The world sways whenever I think.
And that thought, next to me, unravelled
and twisted, quivers the world in the river.
Five or six swans cross my path.
Each, white-feathered and tired-looking,
Breakfast table-ignorant, quacking,
Dropping into the water. There is no other sound.
Only they are not swans, they are geese,
And one watches me as I pass, not saying a word.
Its feathers whiter in morning light, its holiness
Diminished with a look of mutual awareness.
If I were a swan or a goose I, too, would
Stand and stare at me. Because what else
Is there to do? The sunlight grows.
This morning magpies its jewel sunshine.
I turn to the right, the roar of wind and earth,
There is a sense of absolutely everything beyond me.
I turn my head to the left,
There is silence but the waves.
This is an untitled poem. I wrote both when I started jogging in the morning on the beach where I live. This one I used the leftover images from the previous one.
For me, when I run, I'm vacantly religious.
I don't have to think and I don't have to
live like I do when I'm slow.
Mediocre sand-colours swarm a bleak screen
Up to a point, blown like dust. A dog coughs.
When I run, I'm important elsewhere,
A mighty King of Nowhere, surrounded
By horizon, left soft overnight.
And the rocks, water-marked, breath-held
Like dead fish, present a familial presence
Somewhere. Back home, maybe.
When I run, the earth screams at me.
I love living when I don't have to think,
But I think I don't live when I love.
There is no sand so holy without me.
Back home, somewhere maybe, I am
Slow. A pregnant rat, its belly engorged
And stretched, pink and balloon-like.
She sees me and runs away,
She, too, is vacant. I see it
In her religious eyes. I see it in
Everyone I meet. Like a daydream.
I walk, most of the time, slow,
A lot less religious than I was,
And I think, perhaps, no less holy than sand.
I'm on Write Out Loud, a website that encourages performance poetry. Here's my profile: http://www.writeoutloud.net/profiles/michaelholloway
Here is my short story The Young Man and the Old Man which appeared on the wall of FACT (Foundation for Art and Creative Technology) which is an art house cinema in Liverpool. It was on display there earlier this year.
The actual story is here:
The Young Man and The Old Man
He got on the train and said goodbye to her. Held her in his arms as she clung to his chest, reluctant to let go. She stood and waved from the platform.
He sat down. There was an old man sitting in the seat opposite and facing him. He had white receding hair which flopped over the rest of his scalp. A huge nose. Skin rough and thick like the soles of his feet. A woman with a crying baby got off the next stop and the train went silent.

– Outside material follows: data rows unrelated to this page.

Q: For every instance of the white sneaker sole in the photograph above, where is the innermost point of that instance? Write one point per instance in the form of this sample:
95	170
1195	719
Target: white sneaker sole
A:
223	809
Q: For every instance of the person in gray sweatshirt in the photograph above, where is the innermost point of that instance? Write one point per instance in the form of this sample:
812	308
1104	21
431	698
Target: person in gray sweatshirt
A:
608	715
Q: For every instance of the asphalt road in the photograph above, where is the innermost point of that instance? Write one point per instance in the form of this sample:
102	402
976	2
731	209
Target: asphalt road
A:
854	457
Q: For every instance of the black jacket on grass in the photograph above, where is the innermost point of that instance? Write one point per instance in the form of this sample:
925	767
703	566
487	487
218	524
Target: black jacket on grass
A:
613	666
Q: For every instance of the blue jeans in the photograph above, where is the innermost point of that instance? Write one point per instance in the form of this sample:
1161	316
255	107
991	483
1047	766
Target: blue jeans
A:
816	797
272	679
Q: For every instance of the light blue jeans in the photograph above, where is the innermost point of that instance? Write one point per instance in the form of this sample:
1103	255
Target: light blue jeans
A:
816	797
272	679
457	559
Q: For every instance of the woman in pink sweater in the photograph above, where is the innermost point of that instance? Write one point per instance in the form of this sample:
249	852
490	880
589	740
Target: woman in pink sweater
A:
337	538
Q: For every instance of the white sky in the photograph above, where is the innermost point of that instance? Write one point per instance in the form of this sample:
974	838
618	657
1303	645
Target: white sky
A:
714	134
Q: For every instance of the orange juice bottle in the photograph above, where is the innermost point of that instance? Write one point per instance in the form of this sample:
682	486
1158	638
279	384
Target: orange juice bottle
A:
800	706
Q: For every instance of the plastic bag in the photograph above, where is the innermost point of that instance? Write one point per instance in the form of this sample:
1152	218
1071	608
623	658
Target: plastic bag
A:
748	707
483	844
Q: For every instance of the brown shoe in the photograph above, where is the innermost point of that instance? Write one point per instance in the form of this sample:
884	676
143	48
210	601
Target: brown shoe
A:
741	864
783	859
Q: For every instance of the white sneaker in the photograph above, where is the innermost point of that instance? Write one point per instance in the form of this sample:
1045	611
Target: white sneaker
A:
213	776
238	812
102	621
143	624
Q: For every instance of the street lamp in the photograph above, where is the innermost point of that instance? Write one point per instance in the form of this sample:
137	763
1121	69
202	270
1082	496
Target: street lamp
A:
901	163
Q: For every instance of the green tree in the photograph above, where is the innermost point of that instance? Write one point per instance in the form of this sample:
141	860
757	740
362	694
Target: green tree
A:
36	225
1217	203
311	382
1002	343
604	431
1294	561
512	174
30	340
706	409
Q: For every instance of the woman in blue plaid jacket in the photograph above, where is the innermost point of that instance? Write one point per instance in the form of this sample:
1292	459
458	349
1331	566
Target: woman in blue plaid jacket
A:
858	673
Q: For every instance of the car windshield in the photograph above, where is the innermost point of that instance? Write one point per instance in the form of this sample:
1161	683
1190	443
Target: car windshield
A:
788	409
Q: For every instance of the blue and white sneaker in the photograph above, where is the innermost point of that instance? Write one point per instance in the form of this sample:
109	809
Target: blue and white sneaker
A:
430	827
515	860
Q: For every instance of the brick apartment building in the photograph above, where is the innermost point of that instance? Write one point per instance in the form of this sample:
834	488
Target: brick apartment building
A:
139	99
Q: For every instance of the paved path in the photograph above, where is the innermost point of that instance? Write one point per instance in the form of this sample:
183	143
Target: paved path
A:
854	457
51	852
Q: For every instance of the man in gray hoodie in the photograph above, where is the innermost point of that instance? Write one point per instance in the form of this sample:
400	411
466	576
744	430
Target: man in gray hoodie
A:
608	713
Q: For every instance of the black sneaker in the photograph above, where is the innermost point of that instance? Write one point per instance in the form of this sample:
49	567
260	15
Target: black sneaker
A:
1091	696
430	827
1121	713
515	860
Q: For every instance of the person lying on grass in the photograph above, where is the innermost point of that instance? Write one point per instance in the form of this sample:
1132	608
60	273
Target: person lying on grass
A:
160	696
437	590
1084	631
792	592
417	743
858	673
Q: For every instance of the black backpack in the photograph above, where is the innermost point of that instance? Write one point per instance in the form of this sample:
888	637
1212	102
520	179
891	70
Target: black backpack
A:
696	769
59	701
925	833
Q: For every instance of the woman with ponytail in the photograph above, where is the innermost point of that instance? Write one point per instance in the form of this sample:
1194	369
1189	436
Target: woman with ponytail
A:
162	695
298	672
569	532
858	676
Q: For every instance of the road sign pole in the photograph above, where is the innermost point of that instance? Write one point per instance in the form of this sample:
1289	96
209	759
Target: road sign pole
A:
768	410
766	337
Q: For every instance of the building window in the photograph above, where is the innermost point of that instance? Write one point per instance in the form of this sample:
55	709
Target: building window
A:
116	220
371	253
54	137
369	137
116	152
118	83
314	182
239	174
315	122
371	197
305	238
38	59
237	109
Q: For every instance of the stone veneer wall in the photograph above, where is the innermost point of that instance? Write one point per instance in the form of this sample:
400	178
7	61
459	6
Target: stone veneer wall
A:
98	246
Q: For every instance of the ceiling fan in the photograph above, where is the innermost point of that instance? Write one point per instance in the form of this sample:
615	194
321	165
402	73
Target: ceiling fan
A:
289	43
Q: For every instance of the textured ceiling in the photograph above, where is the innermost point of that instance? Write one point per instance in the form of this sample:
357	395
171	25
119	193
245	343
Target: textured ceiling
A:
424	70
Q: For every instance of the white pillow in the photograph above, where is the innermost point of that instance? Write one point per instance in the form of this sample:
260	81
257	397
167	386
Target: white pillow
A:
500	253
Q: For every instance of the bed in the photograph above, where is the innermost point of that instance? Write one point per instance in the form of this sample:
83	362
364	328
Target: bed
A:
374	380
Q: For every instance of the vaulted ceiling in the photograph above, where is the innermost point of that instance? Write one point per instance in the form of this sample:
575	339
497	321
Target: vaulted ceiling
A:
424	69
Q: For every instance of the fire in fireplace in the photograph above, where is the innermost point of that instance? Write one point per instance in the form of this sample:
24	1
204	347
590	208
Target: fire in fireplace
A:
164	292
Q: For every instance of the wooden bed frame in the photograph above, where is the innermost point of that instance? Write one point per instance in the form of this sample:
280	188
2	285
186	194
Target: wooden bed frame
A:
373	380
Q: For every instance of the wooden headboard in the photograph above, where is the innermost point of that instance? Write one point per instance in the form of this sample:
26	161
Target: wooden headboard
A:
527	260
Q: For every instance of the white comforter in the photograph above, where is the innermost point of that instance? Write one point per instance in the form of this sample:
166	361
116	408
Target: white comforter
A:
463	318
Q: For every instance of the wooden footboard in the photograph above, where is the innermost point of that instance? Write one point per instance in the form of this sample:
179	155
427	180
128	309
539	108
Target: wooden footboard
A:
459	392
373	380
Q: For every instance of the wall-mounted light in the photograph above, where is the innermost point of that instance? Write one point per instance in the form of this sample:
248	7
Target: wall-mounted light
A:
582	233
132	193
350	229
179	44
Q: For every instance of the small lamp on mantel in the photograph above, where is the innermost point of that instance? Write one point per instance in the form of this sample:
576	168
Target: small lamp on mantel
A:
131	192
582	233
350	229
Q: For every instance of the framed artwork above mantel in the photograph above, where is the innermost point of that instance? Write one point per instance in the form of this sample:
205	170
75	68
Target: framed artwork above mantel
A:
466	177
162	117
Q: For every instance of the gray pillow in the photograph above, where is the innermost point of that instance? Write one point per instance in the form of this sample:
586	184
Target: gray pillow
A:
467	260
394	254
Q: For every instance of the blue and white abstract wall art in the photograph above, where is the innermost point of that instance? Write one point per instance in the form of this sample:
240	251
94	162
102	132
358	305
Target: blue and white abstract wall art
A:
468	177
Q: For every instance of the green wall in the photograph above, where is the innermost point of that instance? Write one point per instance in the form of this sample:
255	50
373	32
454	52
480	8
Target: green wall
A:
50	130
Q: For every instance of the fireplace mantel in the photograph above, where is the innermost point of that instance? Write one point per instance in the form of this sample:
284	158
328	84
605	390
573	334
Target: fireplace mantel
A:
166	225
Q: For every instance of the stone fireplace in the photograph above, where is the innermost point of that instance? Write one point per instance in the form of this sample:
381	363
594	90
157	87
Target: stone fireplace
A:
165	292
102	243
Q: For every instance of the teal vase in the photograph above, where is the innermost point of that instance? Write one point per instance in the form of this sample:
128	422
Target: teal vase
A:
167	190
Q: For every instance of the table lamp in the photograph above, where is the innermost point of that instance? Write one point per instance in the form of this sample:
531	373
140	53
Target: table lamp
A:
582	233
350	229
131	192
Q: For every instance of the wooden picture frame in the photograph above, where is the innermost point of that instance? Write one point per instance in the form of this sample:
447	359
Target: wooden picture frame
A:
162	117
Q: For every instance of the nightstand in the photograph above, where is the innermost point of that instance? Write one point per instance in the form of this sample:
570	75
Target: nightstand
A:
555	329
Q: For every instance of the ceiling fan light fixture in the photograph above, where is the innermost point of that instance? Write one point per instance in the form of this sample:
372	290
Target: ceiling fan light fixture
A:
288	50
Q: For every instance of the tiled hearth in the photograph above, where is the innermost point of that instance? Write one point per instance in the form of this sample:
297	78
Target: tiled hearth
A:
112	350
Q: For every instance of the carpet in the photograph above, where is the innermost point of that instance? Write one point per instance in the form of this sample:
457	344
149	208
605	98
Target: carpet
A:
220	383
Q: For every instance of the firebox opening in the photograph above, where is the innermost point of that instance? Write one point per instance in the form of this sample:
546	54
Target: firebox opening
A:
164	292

'What are you?' the old man said.
'I don't know,' the young man said. 'Yeah, something like that. Around five-nine.'
'Like me when I was your age. Tall lad. Nice girl you got. You look like me when I was your age.'
'Is that right?'
'Just think,' the old man said, 'you'll end up looking like this.' He pointed at his thick-skinned face, tobacco-coloured and wrinkled.
'I doubt it.'
'I know you do.'
'When I was your age I didn't listen.'
'When I was your age – '
'Okay,' the young man said. 'Okay. I get it.'
The train went silent once again, but for the rickety-rick of the wheels and the air whooshing in through an open window, from which a burning smell could be smelled from the factories.
'If I were you,' the old man said, 'I'd forget about myself. Just focus on her. On what you got right now. You don't matter.'
'Women are rare. Love is hard to come by.'
'You're not listening.'
'Hey,' the young man said, 'I don't know you. Why should I listen?'
'I'm just giving you some advice.'
'I don't need any.'
As the train picked up speed, the window created a pocket of air that roared like a fire, but then there was a fire outside. It was a person, burning alive as black smoke flew off her. And then they passed her by.
No one else saw her except the young man. The old man carried on giving him advice. But still the young man didn't listen. When the young man got off the train at his stop he was the only one to get off. He didn't smell any burning. Neither did anyone else.